The Conclusion of the chapter bears the odd title: Reject the World’s Pig Food and Be Christ’s Willing Slave. It contains two helpful illustrations.
The first one is the story of preacher Rowland Hill (1744-1833) who had been experiencing a low point in his ministry. At one point he noticed pigs being led to the slaughterhouse by a pig farmer. Hill enquired of the farmer as to how he was able to lead the pigs to their deaths. The farmer responded that he dropped a few crumbs of pig feed as he walked along. The lesson being that the pigs were led to slaughter for a handful of crumbs!
At this point Beeke and Jones cite Charles Spurgeon: “Unbelief will destroy the best of us.
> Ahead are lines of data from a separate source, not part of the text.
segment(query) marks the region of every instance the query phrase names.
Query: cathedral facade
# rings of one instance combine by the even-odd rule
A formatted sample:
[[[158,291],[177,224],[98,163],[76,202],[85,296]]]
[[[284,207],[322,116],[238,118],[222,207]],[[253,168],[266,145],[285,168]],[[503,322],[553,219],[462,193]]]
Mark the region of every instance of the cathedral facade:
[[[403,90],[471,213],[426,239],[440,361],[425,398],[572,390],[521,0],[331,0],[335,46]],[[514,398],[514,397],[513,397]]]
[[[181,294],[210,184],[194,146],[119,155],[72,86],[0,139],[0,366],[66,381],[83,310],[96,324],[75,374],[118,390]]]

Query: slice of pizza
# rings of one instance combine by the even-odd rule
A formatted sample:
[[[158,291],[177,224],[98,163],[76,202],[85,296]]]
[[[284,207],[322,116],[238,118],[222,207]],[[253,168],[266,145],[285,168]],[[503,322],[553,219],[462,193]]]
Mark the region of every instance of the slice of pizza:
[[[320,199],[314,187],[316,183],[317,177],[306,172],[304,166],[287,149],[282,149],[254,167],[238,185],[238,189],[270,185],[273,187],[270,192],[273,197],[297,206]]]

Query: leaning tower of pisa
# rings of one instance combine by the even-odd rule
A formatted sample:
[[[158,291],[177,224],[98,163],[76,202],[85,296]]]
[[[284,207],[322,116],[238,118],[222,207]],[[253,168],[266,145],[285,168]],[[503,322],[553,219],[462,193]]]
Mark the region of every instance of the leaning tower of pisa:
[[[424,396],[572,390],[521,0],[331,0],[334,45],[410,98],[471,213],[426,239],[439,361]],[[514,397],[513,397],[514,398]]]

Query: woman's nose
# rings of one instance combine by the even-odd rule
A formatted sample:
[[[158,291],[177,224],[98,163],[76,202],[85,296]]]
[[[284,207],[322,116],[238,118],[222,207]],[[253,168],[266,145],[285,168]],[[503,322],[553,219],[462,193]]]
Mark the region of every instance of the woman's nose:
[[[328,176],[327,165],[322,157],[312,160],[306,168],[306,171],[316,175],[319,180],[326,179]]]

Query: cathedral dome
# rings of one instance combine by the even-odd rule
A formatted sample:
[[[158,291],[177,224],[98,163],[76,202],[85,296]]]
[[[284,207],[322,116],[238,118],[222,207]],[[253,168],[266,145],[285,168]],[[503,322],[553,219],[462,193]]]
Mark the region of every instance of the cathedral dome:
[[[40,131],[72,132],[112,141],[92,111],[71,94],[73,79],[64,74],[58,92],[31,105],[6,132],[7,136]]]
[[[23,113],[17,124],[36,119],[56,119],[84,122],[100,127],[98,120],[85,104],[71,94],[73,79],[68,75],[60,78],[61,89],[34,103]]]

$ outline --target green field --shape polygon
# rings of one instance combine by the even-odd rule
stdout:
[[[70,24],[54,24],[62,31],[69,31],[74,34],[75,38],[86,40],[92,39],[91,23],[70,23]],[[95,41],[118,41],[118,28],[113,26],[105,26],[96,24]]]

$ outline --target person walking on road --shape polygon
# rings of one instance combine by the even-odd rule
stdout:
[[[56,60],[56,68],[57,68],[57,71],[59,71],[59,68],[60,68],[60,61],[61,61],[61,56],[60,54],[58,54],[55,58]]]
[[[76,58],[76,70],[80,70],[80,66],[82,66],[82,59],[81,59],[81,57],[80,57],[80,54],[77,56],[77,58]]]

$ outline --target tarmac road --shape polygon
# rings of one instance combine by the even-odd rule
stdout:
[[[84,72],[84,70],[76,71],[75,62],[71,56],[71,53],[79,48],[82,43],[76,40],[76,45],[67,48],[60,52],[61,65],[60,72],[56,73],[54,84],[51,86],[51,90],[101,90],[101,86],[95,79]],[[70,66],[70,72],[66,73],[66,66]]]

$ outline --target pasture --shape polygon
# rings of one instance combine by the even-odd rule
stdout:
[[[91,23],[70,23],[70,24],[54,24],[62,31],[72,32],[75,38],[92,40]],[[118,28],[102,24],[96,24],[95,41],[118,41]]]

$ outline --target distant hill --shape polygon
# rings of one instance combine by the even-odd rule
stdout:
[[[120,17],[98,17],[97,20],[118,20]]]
Faith will save the worst of us.”
The second illustration is that of a wealthy Englishman who had traveled to California in the 1850s. He stopped in New Orleans on the way home and happened across a beautiful young African woman being sold in a slave market. When he overheard what two men were intending to do to the woman if they could buy her, he joined in the bidding, and offered twice the price.
After the Englishman bought the woman, she spat in his face three times. She spat at him even after he handed her the freedom papers. When she finally realized he’d paid more than anyone else in order to buy her freedom, she wept at his feet asking him if she could be his slave forever.
Beeke and Jones note that this is pure Puritan teaching on Christ’s dealing with sinners. Here’s my paraphrase:
Christ will not cast out those who go to Him. He has purchased them with the price of His own blood. Only He can free them from bondage to sin and death. Only Christ can lead them to eternal life. Moreover, He makes them willing and ready to live unto Him as servants, now and forever.
The lesson is to shun the crumbs this world will offer you. They will lead you to death. Go to Jesus for your eternal freedom.